Open Forum

Should teachers have a duty under public health guidance to tell parents if their children are unhealthy, asks Richard Berry

Caroline Flint, the public health minister, has welcomed the fact that the public health agenda is extending beyond the health services and into, in particular, education and housing services. And while we should all welcome the extension, the move raises a set of controversial issues, concerning just who has the right to comment on our health.

The front line of this will be in schools, where staff may be expected to take more responsibility for pupil’s health. Is this right? For example, should teachers tell parents if they think that their children are obese?

I don’t think we can possibly ask teachers to do this. Teachers are aware of the duty of care they have to pupils, and many will want to give general advice about health or safety where appropriate.

But to make this a requirement, handed down from policy-makers, would be misguided. Teachers are employed to teach, and it would break the relationship of trust teachers and pupils are meant to enjoy if they were forced to interfere with the child’s lifestyle.

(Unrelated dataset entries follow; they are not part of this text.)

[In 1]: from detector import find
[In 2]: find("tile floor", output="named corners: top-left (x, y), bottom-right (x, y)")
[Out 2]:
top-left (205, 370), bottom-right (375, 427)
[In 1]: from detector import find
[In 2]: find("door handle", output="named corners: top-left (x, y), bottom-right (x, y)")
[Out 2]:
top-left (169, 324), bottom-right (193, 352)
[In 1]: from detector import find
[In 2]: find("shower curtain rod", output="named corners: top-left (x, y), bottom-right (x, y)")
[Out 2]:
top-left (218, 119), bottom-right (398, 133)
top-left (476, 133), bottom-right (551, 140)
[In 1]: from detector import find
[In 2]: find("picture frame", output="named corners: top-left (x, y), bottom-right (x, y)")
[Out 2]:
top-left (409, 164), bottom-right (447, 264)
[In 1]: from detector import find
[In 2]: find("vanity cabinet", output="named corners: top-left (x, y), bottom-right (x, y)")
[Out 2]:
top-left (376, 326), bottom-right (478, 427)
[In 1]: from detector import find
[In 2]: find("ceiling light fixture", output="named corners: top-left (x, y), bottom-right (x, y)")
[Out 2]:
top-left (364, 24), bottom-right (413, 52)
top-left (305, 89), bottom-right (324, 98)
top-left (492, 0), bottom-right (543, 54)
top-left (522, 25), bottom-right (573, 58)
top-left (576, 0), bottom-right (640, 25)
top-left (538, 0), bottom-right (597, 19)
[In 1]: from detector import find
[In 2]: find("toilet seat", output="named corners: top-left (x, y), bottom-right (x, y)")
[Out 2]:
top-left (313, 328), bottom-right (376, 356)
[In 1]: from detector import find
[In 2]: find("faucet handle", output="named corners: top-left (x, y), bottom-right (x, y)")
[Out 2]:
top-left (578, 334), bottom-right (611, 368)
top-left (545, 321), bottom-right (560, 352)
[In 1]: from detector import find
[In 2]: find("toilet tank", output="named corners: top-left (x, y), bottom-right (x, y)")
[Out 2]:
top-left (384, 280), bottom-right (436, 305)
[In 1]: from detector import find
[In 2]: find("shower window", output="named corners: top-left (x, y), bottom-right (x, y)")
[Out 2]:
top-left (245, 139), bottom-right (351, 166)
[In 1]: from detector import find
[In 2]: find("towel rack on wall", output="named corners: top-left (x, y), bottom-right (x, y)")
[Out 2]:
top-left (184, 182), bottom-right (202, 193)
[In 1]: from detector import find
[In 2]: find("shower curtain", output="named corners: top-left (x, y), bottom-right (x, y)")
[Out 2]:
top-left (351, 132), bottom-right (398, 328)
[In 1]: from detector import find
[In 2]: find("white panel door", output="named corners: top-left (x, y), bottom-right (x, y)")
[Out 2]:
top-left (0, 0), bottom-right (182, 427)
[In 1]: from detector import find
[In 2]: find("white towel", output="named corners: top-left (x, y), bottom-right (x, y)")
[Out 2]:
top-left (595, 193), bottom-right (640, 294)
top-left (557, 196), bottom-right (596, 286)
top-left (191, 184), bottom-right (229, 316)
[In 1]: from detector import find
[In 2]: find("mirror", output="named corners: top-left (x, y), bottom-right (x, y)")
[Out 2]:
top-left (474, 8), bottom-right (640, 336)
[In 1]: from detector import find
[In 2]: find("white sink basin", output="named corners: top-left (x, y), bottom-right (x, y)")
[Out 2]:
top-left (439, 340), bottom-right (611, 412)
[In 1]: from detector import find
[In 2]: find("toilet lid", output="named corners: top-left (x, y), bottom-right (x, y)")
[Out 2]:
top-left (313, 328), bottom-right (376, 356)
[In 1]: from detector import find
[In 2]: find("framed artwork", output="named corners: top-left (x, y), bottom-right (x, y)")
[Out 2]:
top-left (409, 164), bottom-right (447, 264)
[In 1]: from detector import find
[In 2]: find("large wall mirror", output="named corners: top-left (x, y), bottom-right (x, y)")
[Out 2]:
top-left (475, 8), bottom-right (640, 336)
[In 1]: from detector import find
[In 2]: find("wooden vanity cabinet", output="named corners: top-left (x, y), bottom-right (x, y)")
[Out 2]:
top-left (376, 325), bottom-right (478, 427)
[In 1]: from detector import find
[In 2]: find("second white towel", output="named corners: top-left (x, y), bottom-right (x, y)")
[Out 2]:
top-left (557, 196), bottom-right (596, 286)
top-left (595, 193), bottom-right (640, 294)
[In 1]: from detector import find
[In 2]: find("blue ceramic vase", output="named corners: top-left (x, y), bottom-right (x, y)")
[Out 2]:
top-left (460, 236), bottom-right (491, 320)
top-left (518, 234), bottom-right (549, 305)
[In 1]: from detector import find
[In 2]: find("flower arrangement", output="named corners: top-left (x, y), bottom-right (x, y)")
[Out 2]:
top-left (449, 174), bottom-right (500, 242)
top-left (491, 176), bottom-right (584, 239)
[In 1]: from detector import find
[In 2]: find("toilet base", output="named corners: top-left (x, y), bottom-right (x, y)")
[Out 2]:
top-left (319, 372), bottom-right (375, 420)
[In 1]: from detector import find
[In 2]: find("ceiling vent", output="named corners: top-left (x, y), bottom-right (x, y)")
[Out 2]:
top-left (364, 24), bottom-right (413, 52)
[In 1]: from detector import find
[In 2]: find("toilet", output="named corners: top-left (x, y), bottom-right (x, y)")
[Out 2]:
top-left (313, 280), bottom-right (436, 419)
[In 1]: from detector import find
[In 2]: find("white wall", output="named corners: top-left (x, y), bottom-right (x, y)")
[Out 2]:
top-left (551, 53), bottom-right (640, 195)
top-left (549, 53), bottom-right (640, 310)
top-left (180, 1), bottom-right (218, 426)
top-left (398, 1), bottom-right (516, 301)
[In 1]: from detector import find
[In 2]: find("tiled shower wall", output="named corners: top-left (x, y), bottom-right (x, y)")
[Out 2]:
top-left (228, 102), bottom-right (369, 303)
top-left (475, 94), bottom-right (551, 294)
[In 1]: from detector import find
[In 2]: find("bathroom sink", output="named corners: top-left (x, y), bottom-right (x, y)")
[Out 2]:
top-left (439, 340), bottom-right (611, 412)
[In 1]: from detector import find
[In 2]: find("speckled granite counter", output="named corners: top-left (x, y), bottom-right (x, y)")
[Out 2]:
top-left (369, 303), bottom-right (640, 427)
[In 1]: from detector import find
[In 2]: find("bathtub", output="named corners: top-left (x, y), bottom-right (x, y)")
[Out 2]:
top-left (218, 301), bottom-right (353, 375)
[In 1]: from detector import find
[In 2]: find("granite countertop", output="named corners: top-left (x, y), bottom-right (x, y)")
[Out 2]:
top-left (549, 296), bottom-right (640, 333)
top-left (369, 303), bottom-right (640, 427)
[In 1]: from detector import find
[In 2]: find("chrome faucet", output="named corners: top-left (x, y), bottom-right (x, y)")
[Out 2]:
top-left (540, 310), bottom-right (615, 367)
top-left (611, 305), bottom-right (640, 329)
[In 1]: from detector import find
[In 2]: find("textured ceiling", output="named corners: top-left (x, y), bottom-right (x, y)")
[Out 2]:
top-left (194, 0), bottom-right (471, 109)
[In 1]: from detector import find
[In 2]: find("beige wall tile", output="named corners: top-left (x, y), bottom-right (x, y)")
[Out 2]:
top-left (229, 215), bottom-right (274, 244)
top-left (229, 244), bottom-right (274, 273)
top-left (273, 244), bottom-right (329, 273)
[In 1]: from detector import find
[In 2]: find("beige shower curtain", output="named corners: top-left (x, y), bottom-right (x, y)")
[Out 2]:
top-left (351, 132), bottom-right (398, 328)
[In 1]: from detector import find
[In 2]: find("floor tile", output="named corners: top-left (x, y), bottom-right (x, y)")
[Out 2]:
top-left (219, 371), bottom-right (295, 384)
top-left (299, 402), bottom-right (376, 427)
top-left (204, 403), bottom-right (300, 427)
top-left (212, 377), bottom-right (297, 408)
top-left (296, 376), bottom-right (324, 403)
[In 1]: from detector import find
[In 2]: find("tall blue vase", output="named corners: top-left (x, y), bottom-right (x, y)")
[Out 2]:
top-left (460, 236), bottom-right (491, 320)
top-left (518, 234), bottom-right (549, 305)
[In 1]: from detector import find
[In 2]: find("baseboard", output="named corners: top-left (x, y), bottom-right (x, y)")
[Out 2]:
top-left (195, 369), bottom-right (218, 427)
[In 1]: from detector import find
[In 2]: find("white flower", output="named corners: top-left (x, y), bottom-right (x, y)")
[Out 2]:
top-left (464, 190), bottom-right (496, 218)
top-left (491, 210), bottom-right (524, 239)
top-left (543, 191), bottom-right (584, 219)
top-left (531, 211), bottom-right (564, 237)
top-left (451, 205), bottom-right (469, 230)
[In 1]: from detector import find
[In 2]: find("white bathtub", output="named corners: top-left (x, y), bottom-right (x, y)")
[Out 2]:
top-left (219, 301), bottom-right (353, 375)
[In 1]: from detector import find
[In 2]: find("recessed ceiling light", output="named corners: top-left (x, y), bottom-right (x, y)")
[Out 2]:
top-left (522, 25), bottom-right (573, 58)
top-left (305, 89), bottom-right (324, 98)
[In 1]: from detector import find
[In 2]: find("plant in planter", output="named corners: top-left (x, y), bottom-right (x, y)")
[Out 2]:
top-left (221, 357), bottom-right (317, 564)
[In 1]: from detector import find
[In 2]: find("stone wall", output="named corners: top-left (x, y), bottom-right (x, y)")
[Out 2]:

Of course, some teachers will “interfere” anyway, but we should leave it to them to decide whether this is the right thing to do in any given situation. Nobody would suggest asking the local shopkeeper or manager of the local fast food joint to dispense health advice to kids.

Arguably they have a more direct involvement with a child’s diet than their teacher does – so why burden the teacher with a duty that would only make their primary educational task more difficult?

This doesn’t mean that nobody but health professionals can have a formal role in public health. For example, I’d love to see every local education authority or even every school with its own Jamie Oliver-style champion – someone active in the community who can promote good food and put the right advice systems in place for all parents.

But for now let’s let teachers be teachers.